The United States has developed a whole-of-government approach to cutting off terrorist financing.

During a recent conference on the progress and challenges of disrupting terrorist financing, Treasury Secretary Timothy Geithner said that since the attacks in 2001, efforts to impede the flow of funds to terrorist organizations have been a central part of international efforts to combat terrorism.

"While terrorism is very different from conventional military threats, it has something significant in common with them: it needs cash," he said.

The United States has developed a whole-of-government approach to cutting off terrorist financing. It works by bringing together intelligence, targeted sanctions, international cooperation, and private-sector engagement in order to identify the donors, financiers and facilitators supporting terrorist organizations, and then disrupting their ability to fund them.

The U.S. Government has also strongly encouraged other countries to join the global coalition working to cut off terrorist funding. International cooperation remains fundamental to our common endeavors for the simple reason that most of the funds used to support terrorism are located outside the jurisdiction of the United States.

"We are obtaining, analyzing and acting on intelligence in order to constrain the activities of those who would fund terrorism and to hold them accountable through sanctions.

"International cooperation reinforces the effectiveness of this work. . . . and multilateral bodies, including the G-20, have institutionalized this focus on combating terrorist financing – both through the adoption of new standards and through public support for increased financial transparency.

"Finally, . . . .the vigilance of financial institutions to identify and block money for terrorist activities reinforces the ability of regulators and law enforcement to target funders.

"Thanks to this strategy, donors, financial institutions, and facilitators across the world are no longer free to fund and facilitate terrorism with impunity," he said.
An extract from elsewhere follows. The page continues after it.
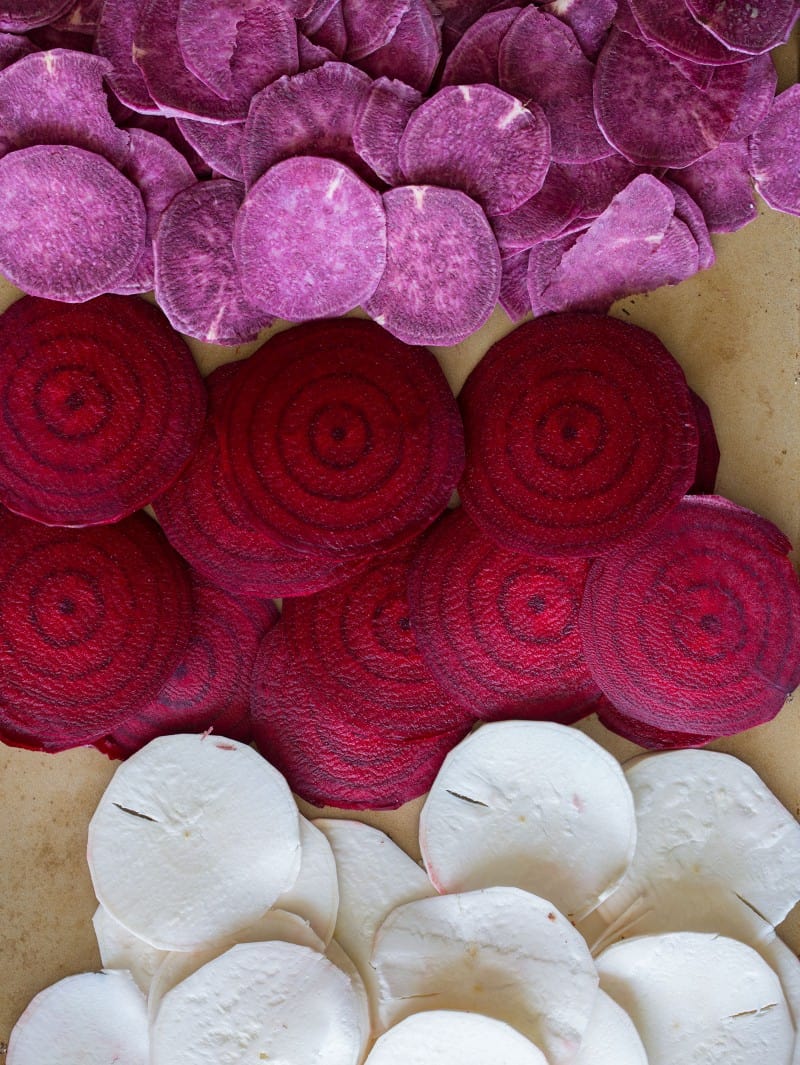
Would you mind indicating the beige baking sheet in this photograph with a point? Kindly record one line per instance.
(736, 330)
"Two and a half thousand years ago, the Greek historian Thucydides wrote of a Spartan king who said, 'War is a matter not so much of arms as of money,'" said Secretary Geithner. "Two and half years ago, in a chilling echo of these words, a senior al-Qaida leader in Afghanistan explained, 'Without money, jihad stops.'

The pool of finances for terrorism is shrinking, and it has grown harder and harder to hide and move. Today, al-Qaida struggles to secure steady financing. And as terrorist groups look for new methods to raise and move money, the international effort to develop creative and effective strategies to stop them will continue.